Упрямство августейшей особы ужасает Феофана, он отступает и решает выступить на стороне противников Распутина. Их много, самых разных. Кажется, пришло время действовать. С благословения архимандрита развязывают кампанию в печати. Она отдана в руки отъявленных анархистов — Тихомирова, в прошлом народника, редактора и хозяина «Московских новостей», и Новоселова, профессора богословия Духовной семинарии в Москве. Чтобы придать еще больший вес протесту, противники старца считают необходимым возбудить левых. Основатель октябристской партии, председатель Третьей государственной Думы Гучков стоит во главе либеральной интеллигенции, враждебно относящейся к возрастающему влиянию «чудотворца». Развязанная «Московскими новостями», — они в лице Новоселова называют Распутина шарлатаном, позором императорской семьи, — кампания подхвачена и усилена «Словом», органом кадетов. Эта газета публикует между 20 и 26 июня 1910 года серию из десяти статей Гучкова, подписанных С. В. Скрываясь за этой подписью, депутат яростно разоблачает мерзости «порочного старца», называет имена жертв и придает гласности распутинские воззрения, согласно которым плотские желания не грех, а прекрасное средство для достижения религиозного экстаза. Мимоходом автор подчеркивает двусмысленные отношения Распутина с «династическими кругами», говоря по-другому, императорской семьей.

Обезумев, Распутин бросается к друзьям, моля о помощи. Сразу же после публикации «Московскими новостями» статьи Новоселова, верующие в Царицыне, направляемые Илиодором, начинают атаку на клевету, распространяемую в прессе о «блаженном старце Григории», который, несомненно, отмечен «знаком Божиего избранника». Готовый в начале помчаться на помощь «жертве», Гермоген теперь более сдержан. Получив тайное сообщение епископа Феофана и присмотревшись к газетной «войне», он уже и сам недалек от мысли, что хулители правы. Но, признав это, не лишится ли он благосклонности царской семьи? Осторожный Феофан тоже хранит молчание.

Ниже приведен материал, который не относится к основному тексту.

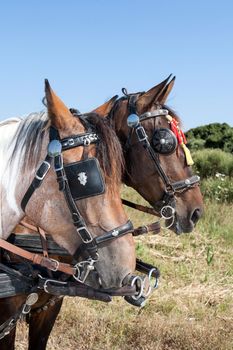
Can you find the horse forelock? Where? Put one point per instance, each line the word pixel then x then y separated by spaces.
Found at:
pixel 173 114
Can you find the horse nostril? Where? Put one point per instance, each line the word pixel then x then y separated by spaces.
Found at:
pixel 196 215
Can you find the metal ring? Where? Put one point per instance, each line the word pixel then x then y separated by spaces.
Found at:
pixel 152 284
pixel 133 282
pixel 86 141
pixel 163 212
pixel 149 289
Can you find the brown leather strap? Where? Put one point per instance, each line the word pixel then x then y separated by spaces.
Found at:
pixel 140 207
pixel 27 225
pixel 154 227
pixel 38 259
pixel 42 234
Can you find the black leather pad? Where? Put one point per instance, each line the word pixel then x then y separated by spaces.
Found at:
pixel 85 178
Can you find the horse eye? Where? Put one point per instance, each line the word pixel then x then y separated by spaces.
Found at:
pixel 164 141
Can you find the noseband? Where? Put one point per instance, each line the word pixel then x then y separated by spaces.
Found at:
pixel 164 140
pixel 89 246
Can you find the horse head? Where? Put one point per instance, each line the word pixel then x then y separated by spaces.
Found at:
pixel 158 163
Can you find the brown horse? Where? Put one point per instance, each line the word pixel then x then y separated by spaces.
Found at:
pixel 140 174
pixel 48 209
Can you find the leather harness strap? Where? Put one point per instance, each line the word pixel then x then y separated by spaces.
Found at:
pixel 38 259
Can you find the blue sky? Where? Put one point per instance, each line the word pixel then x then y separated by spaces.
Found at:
pixel 90 49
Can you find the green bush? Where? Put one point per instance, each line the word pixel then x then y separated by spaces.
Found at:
pixel 208 163
pixel 215 135
pixel 219 188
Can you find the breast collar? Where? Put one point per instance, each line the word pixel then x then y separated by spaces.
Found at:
pixel 89 246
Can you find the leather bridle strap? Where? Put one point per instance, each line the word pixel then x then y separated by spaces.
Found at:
pixel 38 259
pixel 113 234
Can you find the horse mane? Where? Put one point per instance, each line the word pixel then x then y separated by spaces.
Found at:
pixel 31 131
pixel 29 136
pixel 108 151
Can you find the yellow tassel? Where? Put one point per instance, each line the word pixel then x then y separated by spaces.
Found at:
pixel 169 118
pixel 187 153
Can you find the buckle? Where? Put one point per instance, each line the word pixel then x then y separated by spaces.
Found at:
pixel 47 167
pixel 56 265
pixel 70 142
pixel 50 280
pixel 141 134
pixel 83 269
pixel 83 228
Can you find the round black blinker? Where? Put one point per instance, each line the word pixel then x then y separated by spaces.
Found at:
pixel 164 141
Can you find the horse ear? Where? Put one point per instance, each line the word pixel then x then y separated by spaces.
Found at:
pixel 161 99
pixel 146 100
pixel 105 108
pixel 61 117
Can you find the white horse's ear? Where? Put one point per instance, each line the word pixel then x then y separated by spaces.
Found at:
pixel 146 100
pixel 105 108
pixel 60 115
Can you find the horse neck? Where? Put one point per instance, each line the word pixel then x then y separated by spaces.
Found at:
pixel 14 178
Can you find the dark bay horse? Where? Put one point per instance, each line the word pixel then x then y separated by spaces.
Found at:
pixel 23 145
pixel 141 173
pixel 169 170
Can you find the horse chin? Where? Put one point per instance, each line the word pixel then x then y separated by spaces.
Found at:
pixel 181 226
pixel 93 280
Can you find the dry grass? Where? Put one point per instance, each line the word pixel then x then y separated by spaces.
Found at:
pixel 191 310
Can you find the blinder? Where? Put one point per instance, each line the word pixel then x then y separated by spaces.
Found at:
pixel 85 178
pixel 164 141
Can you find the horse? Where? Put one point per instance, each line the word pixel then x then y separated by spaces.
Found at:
pixel 158 162
pixel 140 171
pixel 93 222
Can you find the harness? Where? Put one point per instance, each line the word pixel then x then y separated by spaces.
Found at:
pixel 89 246
pixel 164 142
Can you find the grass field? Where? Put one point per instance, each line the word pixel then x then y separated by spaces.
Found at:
pixel 191 310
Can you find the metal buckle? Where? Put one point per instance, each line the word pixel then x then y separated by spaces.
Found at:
pixel 51 280
pixel 86 230
pixel 56 265
pixel 70 142
pixel 45 173
pixel 155 284
pixel 141 134
pixel 83 269
pixel 61 164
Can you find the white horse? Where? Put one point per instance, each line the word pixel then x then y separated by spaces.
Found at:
pixel 23 146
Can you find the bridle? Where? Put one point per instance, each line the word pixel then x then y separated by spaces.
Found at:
pixel 166 206
pixel 89 246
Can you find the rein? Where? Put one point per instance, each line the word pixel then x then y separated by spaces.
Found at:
pixel 166 206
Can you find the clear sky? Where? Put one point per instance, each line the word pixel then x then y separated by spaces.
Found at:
pixel 90 49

Однако в царском окружении «дело» принимает интересный оборот. Няня маленького Алеши, Мария Вишнякова, жалуется царице, что Распутин «опозорил» ее в одной из комнат дворца и что у него связь со многими женщинами. Возмущенная «откровениями» прислуги, императрица отправляет ее с глаз подальше отдохнуть на пару месяцев. Фрейлина Ее Величества Софья Тютчева тоже настроена весьма решительно. Ее удивляет фамильярность Распутина по отношению к молодым княжнам, которых он часто навещает в их комнатах по вечерам, болтает и смеется с ними, а они уже в ночных рубашках. Не опасно ли дочерям императорской четы подвергать пересудам свое достоинство? Услышав новый упрек в адрес «святого человека», Александра Федоровна изображает высокомерное презрение и молчит. Софья Тютчева — женщина с характером, обращается к царю и рассказывает о своих сомнениях в отношении чистоты помыслов старца. «Вот и вы тоже не верите в святость Григория Ефимовича, — вздыхает Николай II. — А что, если я признаюсь Вам, что эти тяжелые годы я пережил только благодаря его молитвам?». Дальше больше, старшая сестра царицы, великая княгиня Елизавета, пытается объяснить Александре Федоровне, что слухи, касающиеся Распутина, бросают тень на корону. Оборвав на слове высочайшую посетительницу, императрица с достоинством роняет: «Это обычная клевета на святого!». Так же, как няня Вишнякова, фрейлина Тютчева по дисциплинарным соображениям была удалена из дворца на два месяца. Ее так потрясет незаслуженное наказание, что она сразу потребует отставки и будет всюду говорить, как была вознаграждена за стремление открыть всем глаза на чрезмерную свободу общения старца Григория с молодыми княжнами.

Наконец, чтобы укрепить лагерь сторонников перед лицом вражеских сил, Распутин отправляется в Саратов и пытается обмануть набожного Гермогена. Убедить его в лучших намерениях он может только просьбой о посвящении в сан священника. Это деликатное дело епископ поручает Илиодору. Но Распутин очень быстро обнаруживает полную неспособность учить наизусть молитвы и необходимые для службы отрывки из Евангелия. Он все переводит на «свой» язык, без стеснения импровизирует и все так путает, что наставник отказывается продолжить занятия. Чтобы увековечить несбывшееся, Распутин фотографируется в одежде священника, но без нагрудного креста, рядом с Гермогеном и Илиодором.